In this way, selecting the computing resource in the present invention may mean selecting specific hardware to perform the calculation.

The server 100 according to an embodiment of the present invention may determine split learning data used by each of the computational resources selected by the above-described process for the first learning of the first artificial neural network. At this time, the server 100 may determine the divided learning data by referring to the total number of learning data used for the first learning.

7 is a diagram for explaining a process in which the server 100 according to an embodiment of the present invention determines the divided learning data 511, 512, and 513 from the entire learning data 510.

For convenience of explanation, the server 100 may include two third processors 340A-1 of three computational resources (for example, the first resource server 300A) from the entire training data 510 including N training data. , 340A-2) and split learning data 511, 512, 513 for one third processor 340C-1 of the third resource server 300C.

Under the assumptions described above, the server 100 according to an embodiment of the present invention includes the first computational resource (for example, the third processor 340A-1 of the first resource server 300A) N total learning data ( 510), it may be determined to use N1 first divided learning data 511 for the first learning. In other words, the server 100 may determine that the first computational resource uses only N1 learning data among the N total learning data 510 for the first learning.

Similarly, the server 100 according to an embodiment of the present invention includes a second computational resource (eg, a third processor 340A-2 of the first resource server 300A) having N total learning data 510. ), it may be determined to use N2 second divided learning data 512 for the first learning.

Of course, the server 100 according to an embodiment of the present invention includes a third computational resource (for example, a third processor 340C-1 of the third resource server 300A) N3 of the N total learning data 510 It may be determined to use the 3rd divided learning data 513 for the first learning.

In this case, the first divided learning data 511, the second divided learning data 512, and the third divided learning data 513 may be learning data that does not overlap with each other. In other words, each of the first divided learning data 511, the second divided learning data 512, and the third divided learning data 513 may be data that are not overlapped with each other as part of the entire learning data 510.

The server 100 according to an embodiment of the present invention calculates an error of the first artificial neural network using at least one computational resource determined by the above-described process, using split learning data for each computational resource, and calculating You can request to return the error.

At this time, the'first artificial neural network' that each computational resource uses to calculate the error is that the server 100 delivers to each computational resource together with the divided learning data determined by the above-described process, or before the transmission of the divided learning data. It may be delivered separately.

8 is a diagram for explaining a process of calculating errors 711, 712, and 713 from each of the divided learning data 511, 512, and 513 under the control of the server 100.

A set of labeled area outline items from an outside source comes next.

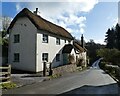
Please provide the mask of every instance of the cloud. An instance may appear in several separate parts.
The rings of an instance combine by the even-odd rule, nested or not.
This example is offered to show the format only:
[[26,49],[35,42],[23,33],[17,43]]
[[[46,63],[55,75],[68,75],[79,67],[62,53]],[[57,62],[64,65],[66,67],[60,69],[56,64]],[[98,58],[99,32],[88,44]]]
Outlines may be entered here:
[[95,42],[95,43],[99,43],[99,44],[104,44],[104,45],[106,44],[106,43],[104,42],[104,40],[100,40],[100,39],[99,39],[99,40],[94,40],[94,42]]
[[22,9],[20,3],[16,4],[16,11],[19,12]]
[[[52,1],[52,0],[49,0]],[[36,8],[39,15],[68,30],[78,38],[85,33],[87,18],[81,12],[89,13],[98,0],[67,0],[66,2],[29,2],[27,7],[33,12]],[[16,4],[16,10],[21,9],[20,3]]]

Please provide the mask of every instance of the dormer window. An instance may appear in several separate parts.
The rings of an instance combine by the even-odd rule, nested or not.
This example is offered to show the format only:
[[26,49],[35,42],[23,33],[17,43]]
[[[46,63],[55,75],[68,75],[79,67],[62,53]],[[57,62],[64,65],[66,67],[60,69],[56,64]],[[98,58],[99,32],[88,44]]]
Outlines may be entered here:
[[60,38],[56,38],[56,45],[60,45]]
[[43,34],[43,43],[48,43],[48,35]]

For convenience of explanation, the determination of the split learning data 511, 512, 513 for the three computational resources is completed according to the process described in FIG. 7, and the first artificial neural networks 610A, 610B, 610C are the server ( It will be described on the assumption that it is a state transferred from 100) to each computational resource.

Under the assumptions described above, three computational resources according to an embodiment of the present invention may calculate an error for each divided learning data under the control of the server 100. Looking at this in more detail, the computational resource according to an embodiment of the present invention generates input data by inputting the input data included in the split learning data to the first artificial neural networks 610A, 610B, and 610C, and the generated output data and The error can be calculated by comparing the output data included in the divided learning data.

For example, when the divided learning data includes N1 learning data, the computational resource may calculate a total of N1 errors. (In other words, the error for each learning data can be calculated.)

On the other hand, when the generated output data and the output data included in the training data are vector data, the calculation resource may calculate an error of the training data based on the difference (or distance) of the vector. However, this is an example, and the spirit of the present invention is not limited thereto.

The computational resource according to an embodiment of the present invention may return the calculated error to the server 100. In other words, the server 100 according to an embodiment of the present invention may receive an error from a computational resource.

On the other hand, the calculation of the error by each computational resource can be performed in parallel. For example, a process in which each of the three computational resources calculates an error using the divided learning data 511, 512, or 513 may be performed in parallel.

Subsequently, the server 100 according to an embodiment of the present invention may calculate a first error based on an error returned from at least one computing resource.

9 is a server 100 according to an embodiment of the present invention calculates the first error 710, and updates the first artificial neural network 610 based on the calculated first error 710, the second artificial A diagram for explaining the process of generating the neural network 620.

For convenience of description, it will be described on the assumption that each of the three computational resources is calculated and returned with errors 711, 712, and 713 according to the process described in FIG.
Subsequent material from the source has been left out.